What's the value of $10 billion of monthly bond purchases? Four carefully chosen words.
The Federal Reserve took the first tapering step today,announcing a reduction in its $85 billion of monthly asset purchases by $10 billion, evenly divided between Treasury and mortgage bonds, starting next month. At the same time, policy makers modified their forward guidance. Not only will the funds rate be exceptionally low "as long as" the unemployment rate remains above 6.5 percent, but it will stay there "well past that time," too. How long is "well past"? I don't know. They don't know, either. That's forward guidance for you.
Financial markets took the news in stride.

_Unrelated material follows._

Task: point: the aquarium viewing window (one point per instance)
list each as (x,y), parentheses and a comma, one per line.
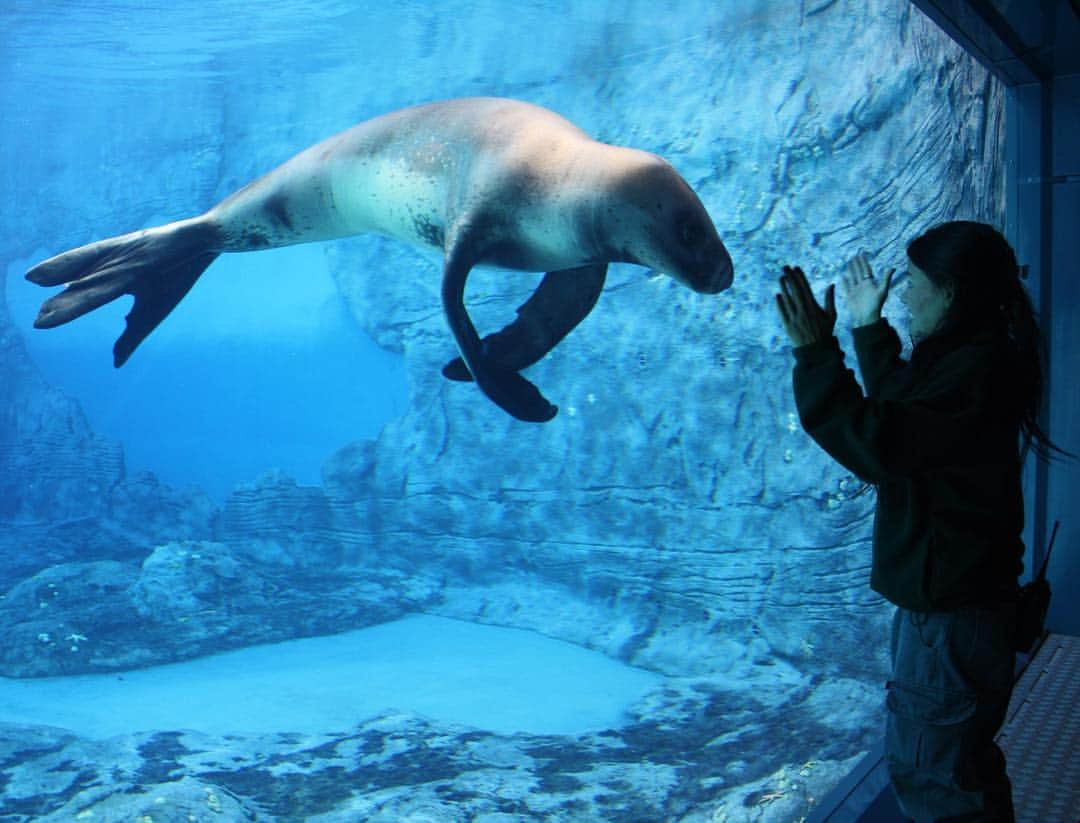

After an initial skid, stocks surged and bonds rallied, though Treasuries have since retreated. Investors have had three months to get over their Bernanke-misled-us snit and adjust to the idea that quantitative easing is coming to an end.
I had thought the Fed would wait until next year to cut back. In retrospect, it gives the once-controversial bond-buying program a nice sense of closure with Fed Chairman Ben Bernanke taking the first step to unwind what began on his watch. Not that it will be ending anytime soon. Bernanke said continued cuts in asset purchases would be "data dependent," not on a "pre-set course." The process could take about a year, assuming continued improvement in the labor-market outlook and no further decline in inflation.
Perhaps the most disturbing modification to the Fed's economic projections is the continued reduction in estimates for potential growth. One year ago, policy makers thought that the economy had the ability to expand at a rate of 2.2 percent to 3 percent over the long run. In September, the range was 2.1 percent to 2.5 percent. It was pared again to 1.8 percent to 2.5 percenttoday. Potential output is a function of the growth in the labor force and in productivity. It's one thing to be concerned about the actual pace of growth, which has averaged 2.3 percent since the recession ended. It's another thing to conclude that future growth will be constrained.